The Four Prerequisites to Full Democracy And A Reason Why Stalinism Failed

There are, in my view, four prerequisites to democracy that unfold historically with the progression of human social development, each progression allowing for a fuller democracy. Mankind has found democracy to be the most ideal system, the system that best represents the will of the majority of the population. But democracy under capitalism is limited, is a democracy that de facto serves only the capitalist class. Let us look at what these prerequisites are, and how each stage represents an ever increasing democratic progression, from feudalism to capitalism to socialism and finally, to stateless communism. In this, I also will attempt to explain the inherent lack of liberty and genuine democracy in the 20th century Marxist-Leninist states. This is a new theory.

1: Industrial Development And The Social Development That Accompanies It (Feudalism to Capitalism) As The First Prerequisite To Democracy

The industrial revolution, and the decline of feudalism, brought forth the initial prerequisites of bourgeois democracy on a massive scale. Industrialization, and the social consequences that come with it (literacy, increases in the average knowledge of each individual, education, etc.) provided a solid foundation for the emerging dominance of the capitalist mode of production. But this alone was merely the necessary prerequisite for bourgeois democracy. Democracy did not come about merely from this new emergence in human society. It is also worth noting, that the lack of these characteristics largely explains the failures of U.S. imperialism’s attempt at grafting liberal democracy onto backward nations such as Iraq, and why dictatorship is sometimes necessary before liberal democracy can come about (see South Korea)

2: Declaration Of The Rights Of Humanity (Negative Liberty, Human Rights) As The Second Prerequisite To Democracy (Capitalism)

The great bourgeois revolutions of the late 18th century introduced the idea of negative liberty into human society. With these social explosions, notions of what we would call human rights came about. Individuals were granted the freedom of speech, protest, press, religion, etc. Of course, these freedoms remained mainly bourgeois in character, because they were only in actuality, privileges mainly of the bourgeois class. Built into the doctrine of these great social advances, is the right, or more accurately put, the privilege, of the ruling class to own private property. In a word, the entitlement to all a worker produces solely by owning the means of production is written into the bill of rights itself. Private property rights are negated with the transcendence of this stage, into a more democratic society.
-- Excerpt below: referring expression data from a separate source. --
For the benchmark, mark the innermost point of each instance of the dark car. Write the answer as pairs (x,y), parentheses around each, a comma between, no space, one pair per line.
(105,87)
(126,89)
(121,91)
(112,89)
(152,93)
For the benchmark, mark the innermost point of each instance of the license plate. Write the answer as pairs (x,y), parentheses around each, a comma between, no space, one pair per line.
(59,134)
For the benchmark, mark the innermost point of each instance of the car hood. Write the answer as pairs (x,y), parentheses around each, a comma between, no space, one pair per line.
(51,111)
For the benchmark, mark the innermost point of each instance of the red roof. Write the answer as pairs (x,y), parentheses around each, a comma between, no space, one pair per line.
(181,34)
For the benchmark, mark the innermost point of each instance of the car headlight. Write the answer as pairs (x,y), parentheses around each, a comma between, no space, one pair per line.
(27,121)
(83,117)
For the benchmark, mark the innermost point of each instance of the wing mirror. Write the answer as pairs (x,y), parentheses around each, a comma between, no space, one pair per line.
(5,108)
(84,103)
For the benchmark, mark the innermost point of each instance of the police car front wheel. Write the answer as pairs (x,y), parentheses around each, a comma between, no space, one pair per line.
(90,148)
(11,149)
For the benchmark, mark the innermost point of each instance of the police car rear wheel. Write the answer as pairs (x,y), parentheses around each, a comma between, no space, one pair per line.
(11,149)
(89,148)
These two developments form the necessary prerequisites not only for bourgeois democracy, but for democracy in general, excluding as aforesaid, private property “rights”. No form of democracy, neither bourgeois or proletarian, can exist without sufficient industrial development and the social development that comes with it, as well as the negative liberty that bourgeois revolutions establish (excluding private property).

I hope the reader will forgive me for using this quote again by Rosa Luxemburg,

“Freedom only for the supporters of the government, only for the members of one party – however numerous they may be – is no freedom at all. Freedom is always and exclusively freedom for the one who thinks differently. Not because of any fanatical concept of “justice” but because all that is instructive, wholesome and purifying in political freedom depends on this essential characteristic, and its effectiveness vanishes when “freedom” becomes a special privilege…
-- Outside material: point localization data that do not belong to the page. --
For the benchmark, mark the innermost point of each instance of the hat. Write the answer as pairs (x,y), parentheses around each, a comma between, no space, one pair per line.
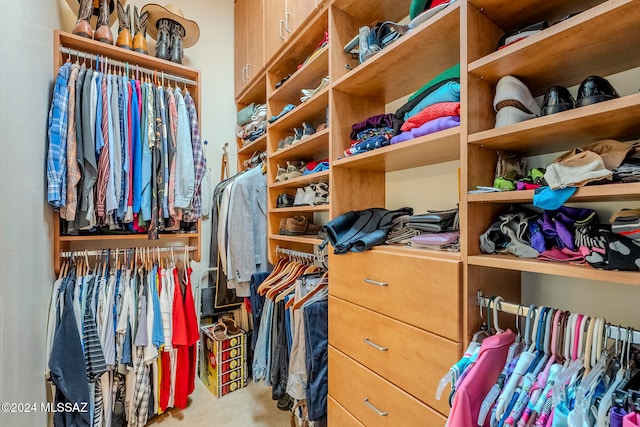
(75,6)
(419,6)
(174,13)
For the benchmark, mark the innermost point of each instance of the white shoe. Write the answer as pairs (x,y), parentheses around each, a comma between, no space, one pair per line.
(510,115)
(299,199)
(512,92)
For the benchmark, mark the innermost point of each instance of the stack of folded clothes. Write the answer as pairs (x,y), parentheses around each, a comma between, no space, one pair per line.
(372,133)
(435,229)
(252,122)
(434,107)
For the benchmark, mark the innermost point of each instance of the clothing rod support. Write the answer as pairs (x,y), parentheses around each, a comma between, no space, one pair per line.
(86,55)
(101,251)
(614,331)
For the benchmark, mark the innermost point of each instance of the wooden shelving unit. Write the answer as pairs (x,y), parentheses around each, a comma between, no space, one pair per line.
(427,150)
(64,243)
(510,262)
Without general elections, without unrestricted freedom of press and assembly, without a free struggle of opinion, life dies out in every public institution, becomes a mere semblance of life, in which only the bureaucracy remains as the active element.”

But with this alone, private property and all, the Fukuyamaists declare liberal capitalism to be the end of history! They declare neoliberal capitalism to be the highest stage of human development! They declare bourgeois democracy to be the epitome of democratic institutions! But as we shall see, these are opinions blinded by historical limitations.

“Bourgeois democracy”, says Lenin, “although a great historical advance in comparison with medievalism, always remains, and under capitalism is bound to remain, restricted, truncated, false and hypocritical, a paradise for the rich and a snare and deception for the exploited, for the poor.” In fact, bourgeois democracy is only different from the democracy of the Greek Slave states in that it takes on a truly national character, in that it guarantees the formal rights of the oppressed classes. It is a “democracy” all right, but a democracy for who? What social class does it represent? In ancient Greece, the answer is simple: the ruling class, the slave owners. In America, the answer is the same: the ruling class, the capitalists. The image below shows beyond doubt the bourgeois character of the American government, the true nature of this so-called “bastion of democracy”.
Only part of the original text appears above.